Un río adolescente
No hace falta saber mucho de ríos para entender que se les pueda aplicar a las diversas partes de sus cursos una clasificación metafórica basada en las edades humanas. Así, hay ríos infantiles, de aguas todavía escasas y rápidas, y de cauces mínimos; hay ríos adolescentes, unas veces tímidos en su apresuramiento, otras demasiado atrevidos; hay ríos con caudal y aplomo adultos; y hay, en fin, ríos ancianos, lentos en su dejarse ir final.

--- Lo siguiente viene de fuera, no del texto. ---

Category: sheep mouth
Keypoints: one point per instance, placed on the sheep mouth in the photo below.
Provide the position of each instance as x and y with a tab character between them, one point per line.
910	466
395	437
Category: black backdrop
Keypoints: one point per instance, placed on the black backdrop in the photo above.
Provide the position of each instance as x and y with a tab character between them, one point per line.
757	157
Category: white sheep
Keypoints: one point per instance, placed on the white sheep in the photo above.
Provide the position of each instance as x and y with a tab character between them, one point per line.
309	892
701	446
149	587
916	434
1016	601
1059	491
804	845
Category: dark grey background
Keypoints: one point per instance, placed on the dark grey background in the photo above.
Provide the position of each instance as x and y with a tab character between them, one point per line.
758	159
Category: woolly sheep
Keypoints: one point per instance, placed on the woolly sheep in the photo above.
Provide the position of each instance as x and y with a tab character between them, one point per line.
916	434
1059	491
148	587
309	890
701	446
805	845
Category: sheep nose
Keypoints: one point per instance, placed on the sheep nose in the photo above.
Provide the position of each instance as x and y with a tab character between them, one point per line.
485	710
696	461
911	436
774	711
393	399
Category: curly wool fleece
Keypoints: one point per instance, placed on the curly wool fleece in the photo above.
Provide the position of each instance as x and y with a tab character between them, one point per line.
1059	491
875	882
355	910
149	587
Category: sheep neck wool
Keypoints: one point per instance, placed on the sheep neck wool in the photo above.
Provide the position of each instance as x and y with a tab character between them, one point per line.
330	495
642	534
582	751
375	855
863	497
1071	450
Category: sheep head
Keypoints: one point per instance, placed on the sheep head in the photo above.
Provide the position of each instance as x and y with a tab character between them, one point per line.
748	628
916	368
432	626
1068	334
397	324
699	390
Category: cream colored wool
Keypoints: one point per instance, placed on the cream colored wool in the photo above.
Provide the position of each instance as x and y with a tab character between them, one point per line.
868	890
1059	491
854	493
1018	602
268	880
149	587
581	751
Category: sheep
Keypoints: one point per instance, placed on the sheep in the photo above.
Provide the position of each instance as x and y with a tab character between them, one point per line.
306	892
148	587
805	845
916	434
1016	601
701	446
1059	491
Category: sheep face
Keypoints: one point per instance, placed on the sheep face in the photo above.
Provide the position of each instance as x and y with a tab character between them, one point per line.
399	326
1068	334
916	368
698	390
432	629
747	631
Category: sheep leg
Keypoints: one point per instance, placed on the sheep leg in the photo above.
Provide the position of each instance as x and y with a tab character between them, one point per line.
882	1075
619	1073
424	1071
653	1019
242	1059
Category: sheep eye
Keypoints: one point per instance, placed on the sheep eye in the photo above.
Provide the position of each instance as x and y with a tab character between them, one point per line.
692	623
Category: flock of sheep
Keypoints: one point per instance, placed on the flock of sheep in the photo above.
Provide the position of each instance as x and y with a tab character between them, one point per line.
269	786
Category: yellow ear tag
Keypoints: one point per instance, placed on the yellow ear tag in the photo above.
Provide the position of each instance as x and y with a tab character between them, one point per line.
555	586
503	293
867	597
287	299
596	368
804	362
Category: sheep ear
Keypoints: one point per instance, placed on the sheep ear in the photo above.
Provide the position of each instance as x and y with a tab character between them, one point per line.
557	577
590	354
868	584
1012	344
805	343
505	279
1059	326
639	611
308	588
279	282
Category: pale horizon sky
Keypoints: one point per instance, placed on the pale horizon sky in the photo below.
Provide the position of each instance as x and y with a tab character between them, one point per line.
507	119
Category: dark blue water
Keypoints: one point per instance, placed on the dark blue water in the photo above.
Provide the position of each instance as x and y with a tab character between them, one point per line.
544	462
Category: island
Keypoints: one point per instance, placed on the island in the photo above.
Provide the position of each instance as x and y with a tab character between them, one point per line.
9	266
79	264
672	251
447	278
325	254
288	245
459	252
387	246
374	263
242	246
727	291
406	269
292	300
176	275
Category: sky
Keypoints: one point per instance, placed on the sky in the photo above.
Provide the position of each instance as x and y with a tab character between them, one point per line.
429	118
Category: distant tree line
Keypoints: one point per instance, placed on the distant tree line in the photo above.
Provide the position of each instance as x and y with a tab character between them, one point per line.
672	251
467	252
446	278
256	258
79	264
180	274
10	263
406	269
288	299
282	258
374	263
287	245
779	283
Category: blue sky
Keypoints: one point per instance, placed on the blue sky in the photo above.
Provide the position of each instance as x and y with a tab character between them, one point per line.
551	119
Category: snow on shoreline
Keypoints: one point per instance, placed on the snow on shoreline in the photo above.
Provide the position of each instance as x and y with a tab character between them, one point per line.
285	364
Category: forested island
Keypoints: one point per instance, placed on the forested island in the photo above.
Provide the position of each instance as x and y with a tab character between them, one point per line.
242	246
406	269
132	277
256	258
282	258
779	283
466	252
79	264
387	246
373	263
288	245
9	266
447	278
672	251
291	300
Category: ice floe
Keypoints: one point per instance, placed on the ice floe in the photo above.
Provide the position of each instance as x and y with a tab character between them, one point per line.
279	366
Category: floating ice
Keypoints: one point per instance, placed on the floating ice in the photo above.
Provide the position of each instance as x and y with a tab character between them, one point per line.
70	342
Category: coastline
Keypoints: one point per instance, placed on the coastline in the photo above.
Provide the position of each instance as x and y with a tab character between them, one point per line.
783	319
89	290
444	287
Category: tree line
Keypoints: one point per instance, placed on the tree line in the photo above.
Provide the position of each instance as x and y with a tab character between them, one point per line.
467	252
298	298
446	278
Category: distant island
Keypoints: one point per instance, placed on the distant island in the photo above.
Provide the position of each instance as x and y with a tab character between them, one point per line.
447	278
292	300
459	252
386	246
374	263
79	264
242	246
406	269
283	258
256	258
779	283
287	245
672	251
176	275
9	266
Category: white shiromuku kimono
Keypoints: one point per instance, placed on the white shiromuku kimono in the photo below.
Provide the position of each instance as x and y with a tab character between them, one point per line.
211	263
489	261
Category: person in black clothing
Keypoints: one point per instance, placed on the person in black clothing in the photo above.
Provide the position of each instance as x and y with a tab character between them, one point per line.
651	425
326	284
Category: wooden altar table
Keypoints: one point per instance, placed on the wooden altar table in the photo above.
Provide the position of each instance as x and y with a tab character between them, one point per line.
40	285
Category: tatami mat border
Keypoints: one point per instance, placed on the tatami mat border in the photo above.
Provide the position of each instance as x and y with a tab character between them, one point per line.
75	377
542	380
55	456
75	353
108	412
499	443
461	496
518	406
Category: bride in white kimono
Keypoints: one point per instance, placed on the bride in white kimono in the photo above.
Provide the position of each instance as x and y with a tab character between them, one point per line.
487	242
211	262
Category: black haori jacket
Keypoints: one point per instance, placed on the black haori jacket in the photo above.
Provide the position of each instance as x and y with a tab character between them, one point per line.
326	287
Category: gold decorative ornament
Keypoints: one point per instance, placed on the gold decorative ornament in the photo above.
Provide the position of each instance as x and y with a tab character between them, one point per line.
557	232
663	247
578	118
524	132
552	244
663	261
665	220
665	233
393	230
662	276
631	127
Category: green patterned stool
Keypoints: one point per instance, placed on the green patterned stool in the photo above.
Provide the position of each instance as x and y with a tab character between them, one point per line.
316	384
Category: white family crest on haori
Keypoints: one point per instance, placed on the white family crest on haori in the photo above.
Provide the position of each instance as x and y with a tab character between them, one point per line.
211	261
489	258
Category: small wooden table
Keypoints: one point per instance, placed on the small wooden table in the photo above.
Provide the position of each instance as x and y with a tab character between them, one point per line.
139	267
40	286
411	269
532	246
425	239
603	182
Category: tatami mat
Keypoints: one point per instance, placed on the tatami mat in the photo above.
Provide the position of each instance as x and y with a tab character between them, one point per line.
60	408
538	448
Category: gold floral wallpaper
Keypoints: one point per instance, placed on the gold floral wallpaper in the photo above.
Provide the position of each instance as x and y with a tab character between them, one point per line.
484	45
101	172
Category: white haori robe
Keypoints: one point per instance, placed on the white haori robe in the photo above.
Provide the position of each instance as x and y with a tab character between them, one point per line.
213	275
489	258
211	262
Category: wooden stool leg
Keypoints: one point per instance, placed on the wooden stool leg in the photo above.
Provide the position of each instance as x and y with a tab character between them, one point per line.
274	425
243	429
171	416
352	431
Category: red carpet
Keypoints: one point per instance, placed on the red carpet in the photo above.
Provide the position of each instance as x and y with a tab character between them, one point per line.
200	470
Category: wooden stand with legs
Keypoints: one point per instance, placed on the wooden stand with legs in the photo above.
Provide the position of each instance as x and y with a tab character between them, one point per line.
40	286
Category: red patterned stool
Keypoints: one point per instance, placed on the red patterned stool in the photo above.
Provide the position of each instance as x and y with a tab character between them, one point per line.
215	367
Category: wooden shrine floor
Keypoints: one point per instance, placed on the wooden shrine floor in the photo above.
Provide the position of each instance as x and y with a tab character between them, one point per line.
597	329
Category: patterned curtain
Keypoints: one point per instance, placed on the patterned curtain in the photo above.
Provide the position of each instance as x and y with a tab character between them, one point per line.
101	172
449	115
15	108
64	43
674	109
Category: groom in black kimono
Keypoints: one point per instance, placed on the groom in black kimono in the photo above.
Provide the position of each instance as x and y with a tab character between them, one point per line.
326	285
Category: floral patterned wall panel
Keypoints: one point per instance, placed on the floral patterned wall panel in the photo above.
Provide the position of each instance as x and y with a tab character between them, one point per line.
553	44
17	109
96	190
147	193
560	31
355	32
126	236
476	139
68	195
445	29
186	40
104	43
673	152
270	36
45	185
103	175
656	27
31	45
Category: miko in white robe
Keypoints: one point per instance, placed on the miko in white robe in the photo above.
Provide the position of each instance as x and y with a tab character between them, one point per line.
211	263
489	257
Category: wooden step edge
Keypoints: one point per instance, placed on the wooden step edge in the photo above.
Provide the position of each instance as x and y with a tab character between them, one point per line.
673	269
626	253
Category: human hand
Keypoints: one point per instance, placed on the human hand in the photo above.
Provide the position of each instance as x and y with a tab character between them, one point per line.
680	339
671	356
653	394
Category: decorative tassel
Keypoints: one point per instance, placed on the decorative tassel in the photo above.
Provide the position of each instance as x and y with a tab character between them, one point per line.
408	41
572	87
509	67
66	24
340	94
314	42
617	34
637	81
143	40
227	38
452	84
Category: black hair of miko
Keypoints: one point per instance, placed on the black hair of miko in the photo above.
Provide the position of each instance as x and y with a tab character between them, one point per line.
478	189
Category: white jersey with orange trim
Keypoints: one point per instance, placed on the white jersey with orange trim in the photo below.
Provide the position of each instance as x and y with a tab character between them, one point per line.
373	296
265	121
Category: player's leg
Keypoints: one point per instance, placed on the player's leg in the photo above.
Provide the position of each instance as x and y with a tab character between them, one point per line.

El Ebrón, un afluente del Turia que viene de los Montes Universales y entra en el Rincón de Ademuz por Castielfabib, es, se lo mire por donde se lo mire, un río adolescente. O hablando con más propiedad: un río al que no se le deja superar la adolescencia y muere, aún en flor, unos kilómetros más adelante, a la altura de Torre Baja. En su caso la juventud está vinculada a la timidez, por eso cuando llega a Castielfabib discurre, en la cerrada curva que traza en torno, como queriendo pasar desapercibido, oculto casi completamente en su hondo lecho bajo un soberbio bosque de ribera compuesto por álamos negros y blancos, sauces, fresnos copiosos y nogales. No estamos ante un jovencito tontiloco, es decir, ante un río caótico o caprichoso; hay una prueba de ello en el volumen de sus aguas abundosas, casi constante a lo largo del año, lo que ha propiciado la regularidad inhabitual de su cauce, nunca ancho, que parece excavado y perfilado con herramientas humanas. El Ebrón recuerda a un afanoso y responsable muchacho campesino muy preocupado por realizar debidamente su trabajo: fluir y fluir sin alardes y sin desperdicio ninguno de su valiosa mercancía.
"No estamos ante un jovencito tontiloco, es decir, ante un río caótico o caprichoso"
A partir del pequeño puente que llaman de La Ruidera, el río sale a campo abierto dejando atrás una profunda brecha en la base del cerro donde se asienta Castielfabib. Abandona también una huerta bucólica, de las que ostentan el verdor espeso de las matas de calabaza y de otras hortalizas puras junto a manzanos de fruto casi áureo. Enfila entonces su tramo último sin saberlo. Con la serena alegría de un buen chaval que ignora su destino, se deja flanquear a trechos por hileras de chopos elegantes mientras cruza un valle donde el almendro y los pinos desperdigados se combinan con un monte bajo de gran austeridad. Lo miran montañas de cumbres aplanadas. Sus aguas frías las toca un sol punzante y seco.
Y así arriba a los pies de Los Santos, pequeña población que lo agasaja con la custodia de una chopera veterana y lo pone de nuevo en el alivio completo de la sombra. El Ebrón entra en contacto aquí con una carretera general y, al menos en los meses estivales, con la presencia de la gente. A su orilla se ha construido una piscina de tamaño proporcionado al de la aldea y un chiringuito playero en aguas dulces donde las horas se refrescan y en donde puede disfrutarse de la rara armonía establecida entre el rumor del río inmediato, las canciones del verano y el cantar de ruiseñores y de mirlos. Pero la verdad es que el Ebrón se muestra indiferente a todo esto y sigue a lo suyo: su perfecto pasar en su cauce perfecto. Muy pronto va a encontrarse con el Turia, súbitamente.
Dijeron los antiguos que han de morir jóvenes aquellos que son amados por los dioses. Resulta grato aplicar una conformidad así a un río tan bello y tan breve. El visitante no sabe lo suficiente de ríos ni de dioses, pero se atreve a defender ese misterio.